Place

Y-12 National Security Complex

A modern, sunlit office complex with several flags flying in front
Y-12 continues to fill a vital national security role.

DEPARTMENT OF ENERGY

Quick Facts

Scenic View/Photo Spot

At Oak Ridge, Tennessee, Manhattan Project administrators developed three massive facilities to separate and enrich uranium as fuel for an atomic bomb, a powerful and not fully realized technology. The Y-12 Electromagnetic Isotope Separation Plant, now named the Y-12 National Security Complex, was the first facility in Oak Ridge constructed solely for this purpose. 

The construction of the Y-12 Plant was founded on the need for a facility that could perform electromagnetic isotope separation. Developed by University of California at Berkeley scientist Ernest Lawrence, electromagnetic isotope separation was based on the concept that lighter uranium atoms (U235) would move more tightly in a circle than heavier uranium atoms (U238).

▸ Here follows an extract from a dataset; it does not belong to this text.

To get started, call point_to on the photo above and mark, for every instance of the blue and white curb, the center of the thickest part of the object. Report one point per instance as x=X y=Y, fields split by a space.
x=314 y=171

The creation of a cyclotron, a vacuum tank with a strong magnetic field, could separate the atoms into two paths as they revolved. The lighter U235 was captured in a separate container from the heavier U238. Lawrence had created a mass spectrometer cyclotron, or calutron, at his Berkeley lab in late-1941, but Manhattan Project scientists determined  a much larger facility would be required to produce the separated U235 needed to develop an atomic bomb in a timely fashion. This necessitated construction of the much larger Y-12 Plant, which began on February 18, 1943. 
 
At its peak, the Y-12 Plant employed 22,000 people to operate the calutrons, nicknamed “racetracks” for their oval shape. While the facility at Berkeley had only been operated by scientists, a wartime labor shortage meant young women, many of whom had just graduated high school, were assigned the task of operating the calutrons at Oak Ridge. These women, nicknamed “Calutron Girls,” were vital to the development of enriched uranium, a key component of the Little Boy atomic bomb.

Continue Your Journey 

Y-12 is still in operation to this day, helping to ensure a safe and effective U.S. nuclear weapons deterrent. Y-12 also retrieves and stores nuclear materials, fuels the nation’s naval nuclear reactors, and performs complementary work for other government and private-sector entities. The Y-12 National Security Complex is a highly-secured facility. Unauthorized visitation is not permitted. However, a public museum, the New Hope Center at Y-12, is located nearby. There you can find information and exhibits on Y-12 from the Manhattan Project through the Cold War to the present day.